Setting up Apache Airflow with Celery Executor on Your Linux Machine

Yuvraj singh
2 min readFeb 1, 2024

Apache Airflow stands out as a powerful open-source platform for orchestrating workflows. In this comprehensive guide, we’ll walk through the process of setting up Apache Airflow with the Celery Executor on your Linux machine, transforming it into a distributed environment comprising a master node and two worker nodes. This configuration enables parallel task execution, ensuring scalability and efficient resource utilization on your Linux setup.

Step 1: Update System Packages

Start by ensuring that all system packages on your Linux machine are up-to-date. This is a crucial initial step to prevent potential compatibility issues during the installation process.

sudo apt update && sudo apt upgrade -y

Step 2: Install Dependencies and Create Virtual Environment

Install necessary dependencies and create a virtual environment:

sudo apt install build-essential python3-dev libsqlite3-dev openssl sqlite default-libmysqlclient-dev libmysqlclient-dev
sudo apt install python3.8-venv

python3 -m venv ve
source ve/bin/activate

Step 3: Install Apache Airflow

Install Apache Airflow within the virtual environment:

pip install 'apache-airflow[celery]==2.6.3' --constraint "https://raw.githubusercontent.com/apache/airflow/constraints-2.6.3/constraints-3.8.txt"
pip install mysqlclient
airflow version

Step 4: Set Up DAGs Directory

Create a directory for DAGs:

mkdir /root/airflow/dags
cd /root/airflow/dags

Step 5: Mount DAGs & Logs Directory to a DFS

Mount the DAGs and logs directory to a distributed file system.

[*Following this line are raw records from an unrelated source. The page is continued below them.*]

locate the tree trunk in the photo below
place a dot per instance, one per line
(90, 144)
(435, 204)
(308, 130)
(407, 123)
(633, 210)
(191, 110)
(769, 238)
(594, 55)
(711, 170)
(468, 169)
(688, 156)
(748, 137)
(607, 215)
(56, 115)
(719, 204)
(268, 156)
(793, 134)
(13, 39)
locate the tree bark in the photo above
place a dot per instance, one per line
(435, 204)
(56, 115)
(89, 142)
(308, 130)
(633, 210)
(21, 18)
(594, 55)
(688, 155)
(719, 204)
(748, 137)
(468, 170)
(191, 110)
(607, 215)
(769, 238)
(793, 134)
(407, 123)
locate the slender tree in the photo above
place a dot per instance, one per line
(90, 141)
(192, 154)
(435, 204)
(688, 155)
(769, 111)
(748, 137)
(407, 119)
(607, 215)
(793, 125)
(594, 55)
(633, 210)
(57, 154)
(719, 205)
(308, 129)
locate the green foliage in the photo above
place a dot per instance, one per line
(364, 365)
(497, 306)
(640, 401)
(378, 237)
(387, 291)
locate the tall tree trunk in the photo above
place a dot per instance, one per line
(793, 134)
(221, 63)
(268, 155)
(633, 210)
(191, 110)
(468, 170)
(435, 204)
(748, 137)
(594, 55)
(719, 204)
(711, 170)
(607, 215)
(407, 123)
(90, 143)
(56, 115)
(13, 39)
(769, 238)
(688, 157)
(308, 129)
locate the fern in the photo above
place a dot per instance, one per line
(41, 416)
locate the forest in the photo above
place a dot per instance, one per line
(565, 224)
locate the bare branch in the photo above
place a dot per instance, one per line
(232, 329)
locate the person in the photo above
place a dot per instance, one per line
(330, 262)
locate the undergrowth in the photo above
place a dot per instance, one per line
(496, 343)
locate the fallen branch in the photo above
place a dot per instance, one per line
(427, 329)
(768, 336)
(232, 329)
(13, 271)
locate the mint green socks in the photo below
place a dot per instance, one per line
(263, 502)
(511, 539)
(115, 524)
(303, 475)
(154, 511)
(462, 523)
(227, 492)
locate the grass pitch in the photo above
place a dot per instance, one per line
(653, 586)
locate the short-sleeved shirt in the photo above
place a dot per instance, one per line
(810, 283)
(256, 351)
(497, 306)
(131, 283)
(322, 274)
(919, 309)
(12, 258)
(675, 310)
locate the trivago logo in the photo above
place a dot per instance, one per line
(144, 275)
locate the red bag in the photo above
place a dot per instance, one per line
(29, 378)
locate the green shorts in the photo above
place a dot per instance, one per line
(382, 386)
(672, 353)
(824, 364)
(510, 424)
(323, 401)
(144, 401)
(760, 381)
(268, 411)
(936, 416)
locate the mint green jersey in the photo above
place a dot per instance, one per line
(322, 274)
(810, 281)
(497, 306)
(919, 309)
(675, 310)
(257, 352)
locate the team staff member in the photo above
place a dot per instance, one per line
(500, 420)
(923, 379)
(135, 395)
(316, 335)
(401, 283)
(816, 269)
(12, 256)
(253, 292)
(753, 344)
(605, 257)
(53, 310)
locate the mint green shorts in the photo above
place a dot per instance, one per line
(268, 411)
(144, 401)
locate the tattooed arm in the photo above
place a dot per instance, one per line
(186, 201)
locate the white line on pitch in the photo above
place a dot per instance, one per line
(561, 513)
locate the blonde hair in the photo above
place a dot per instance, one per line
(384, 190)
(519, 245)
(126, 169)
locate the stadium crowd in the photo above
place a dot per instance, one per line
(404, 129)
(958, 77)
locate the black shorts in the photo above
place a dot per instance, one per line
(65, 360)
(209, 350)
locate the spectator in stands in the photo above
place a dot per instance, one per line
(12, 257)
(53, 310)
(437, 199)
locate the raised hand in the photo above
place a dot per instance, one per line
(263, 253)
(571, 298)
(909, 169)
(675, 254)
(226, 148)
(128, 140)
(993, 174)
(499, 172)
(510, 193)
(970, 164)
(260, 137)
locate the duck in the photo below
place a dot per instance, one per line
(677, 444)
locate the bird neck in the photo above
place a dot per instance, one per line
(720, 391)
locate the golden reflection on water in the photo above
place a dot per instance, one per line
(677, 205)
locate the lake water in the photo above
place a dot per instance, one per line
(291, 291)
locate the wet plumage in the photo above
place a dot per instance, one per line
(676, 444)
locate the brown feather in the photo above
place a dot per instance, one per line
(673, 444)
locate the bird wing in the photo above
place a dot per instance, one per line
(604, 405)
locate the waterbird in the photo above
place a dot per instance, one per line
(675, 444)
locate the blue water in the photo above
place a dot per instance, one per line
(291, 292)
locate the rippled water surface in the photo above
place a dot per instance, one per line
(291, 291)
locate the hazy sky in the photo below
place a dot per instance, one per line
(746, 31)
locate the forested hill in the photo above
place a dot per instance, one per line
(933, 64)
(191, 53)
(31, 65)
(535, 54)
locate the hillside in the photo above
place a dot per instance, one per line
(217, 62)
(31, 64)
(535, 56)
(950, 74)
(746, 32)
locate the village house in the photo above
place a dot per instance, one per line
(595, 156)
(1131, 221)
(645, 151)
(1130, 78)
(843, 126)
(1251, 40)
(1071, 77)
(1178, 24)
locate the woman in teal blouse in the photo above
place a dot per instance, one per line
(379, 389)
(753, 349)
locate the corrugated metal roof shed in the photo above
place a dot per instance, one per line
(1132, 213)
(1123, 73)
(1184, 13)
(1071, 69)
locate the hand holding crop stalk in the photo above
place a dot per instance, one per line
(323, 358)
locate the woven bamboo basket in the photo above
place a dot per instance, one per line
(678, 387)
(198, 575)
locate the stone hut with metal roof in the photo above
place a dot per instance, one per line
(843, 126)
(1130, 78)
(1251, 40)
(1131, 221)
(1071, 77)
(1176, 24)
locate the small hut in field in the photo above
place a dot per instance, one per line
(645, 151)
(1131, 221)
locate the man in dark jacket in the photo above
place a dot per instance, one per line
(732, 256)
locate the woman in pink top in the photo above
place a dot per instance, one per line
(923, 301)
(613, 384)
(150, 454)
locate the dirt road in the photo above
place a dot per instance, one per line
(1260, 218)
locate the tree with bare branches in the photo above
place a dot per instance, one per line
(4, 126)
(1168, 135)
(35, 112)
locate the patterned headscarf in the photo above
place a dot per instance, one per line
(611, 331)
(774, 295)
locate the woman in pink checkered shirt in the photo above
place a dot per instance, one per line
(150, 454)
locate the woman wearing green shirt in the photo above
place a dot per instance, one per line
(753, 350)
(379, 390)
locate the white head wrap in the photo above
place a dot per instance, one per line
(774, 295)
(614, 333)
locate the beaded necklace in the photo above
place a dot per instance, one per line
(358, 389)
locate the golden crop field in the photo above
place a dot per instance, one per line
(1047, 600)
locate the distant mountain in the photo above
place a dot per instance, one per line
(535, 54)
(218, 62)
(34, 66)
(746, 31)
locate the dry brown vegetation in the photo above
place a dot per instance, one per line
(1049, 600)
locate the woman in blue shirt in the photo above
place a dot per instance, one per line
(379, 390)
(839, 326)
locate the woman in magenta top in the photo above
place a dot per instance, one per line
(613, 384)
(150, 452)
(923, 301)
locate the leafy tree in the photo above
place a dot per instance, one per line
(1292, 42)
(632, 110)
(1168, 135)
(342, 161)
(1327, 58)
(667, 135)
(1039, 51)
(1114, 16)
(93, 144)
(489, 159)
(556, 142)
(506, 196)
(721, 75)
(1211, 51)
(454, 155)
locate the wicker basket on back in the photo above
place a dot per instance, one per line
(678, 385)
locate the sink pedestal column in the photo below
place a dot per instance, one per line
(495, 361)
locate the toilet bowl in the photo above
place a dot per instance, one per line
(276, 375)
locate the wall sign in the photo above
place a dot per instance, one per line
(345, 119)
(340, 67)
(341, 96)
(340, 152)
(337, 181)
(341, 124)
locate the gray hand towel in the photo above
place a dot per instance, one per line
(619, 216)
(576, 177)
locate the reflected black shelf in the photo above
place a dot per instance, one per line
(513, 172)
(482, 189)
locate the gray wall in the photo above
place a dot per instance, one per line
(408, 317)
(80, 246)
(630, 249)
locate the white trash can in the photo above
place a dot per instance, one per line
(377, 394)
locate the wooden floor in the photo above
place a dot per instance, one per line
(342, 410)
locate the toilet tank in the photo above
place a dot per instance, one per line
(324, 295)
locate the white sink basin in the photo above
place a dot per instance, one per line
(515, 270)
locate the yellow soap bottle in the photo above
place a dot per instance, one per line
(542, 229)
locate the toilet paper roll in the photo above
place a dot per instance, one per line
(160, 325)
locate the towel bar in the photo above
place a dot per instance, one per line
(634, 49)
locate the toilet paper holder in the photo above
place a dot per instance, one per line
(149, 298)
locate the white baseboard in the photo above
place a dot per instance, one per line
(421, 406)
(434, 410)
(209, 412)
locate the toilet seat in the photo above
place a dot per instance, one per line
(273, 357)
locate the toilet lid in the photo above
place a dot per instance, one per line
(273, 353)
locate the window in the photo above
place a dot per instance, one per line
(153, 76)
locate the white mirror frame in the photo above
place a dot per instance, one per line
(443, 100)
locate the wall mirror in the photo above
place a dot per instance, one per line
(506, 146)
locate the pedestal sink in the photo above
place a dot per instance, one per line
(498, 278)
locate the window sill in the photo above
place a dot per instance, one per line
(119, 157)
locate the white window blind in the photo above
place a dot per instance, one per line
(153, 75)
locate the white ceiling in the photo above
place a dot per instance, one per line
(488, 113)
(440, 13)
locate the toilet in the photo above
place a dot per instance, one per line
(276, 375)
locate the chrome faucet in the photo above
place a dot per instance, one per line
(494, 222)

Step 6: Edit Airflow Configuration

Edit the airflow.cfg configuration file with the following details:

executor = CeleryExecutor
sql_alchemy_conn = mysql://*****:**@******:3306/airflow_demo
broker_url = amqp://****:****@*****:5672/airflowhost
dag_dir_list_interval = 30

Step 7: Initialize Airflow

Initialize Airflow after configuration:

airflow db init

Step 8: Repeat Steps 1–7 on Worker Nodes

Repeat steps 1 to 7 on worker nodes. Replace the airflow.cfg file from the workers with the master's airflow.cfg.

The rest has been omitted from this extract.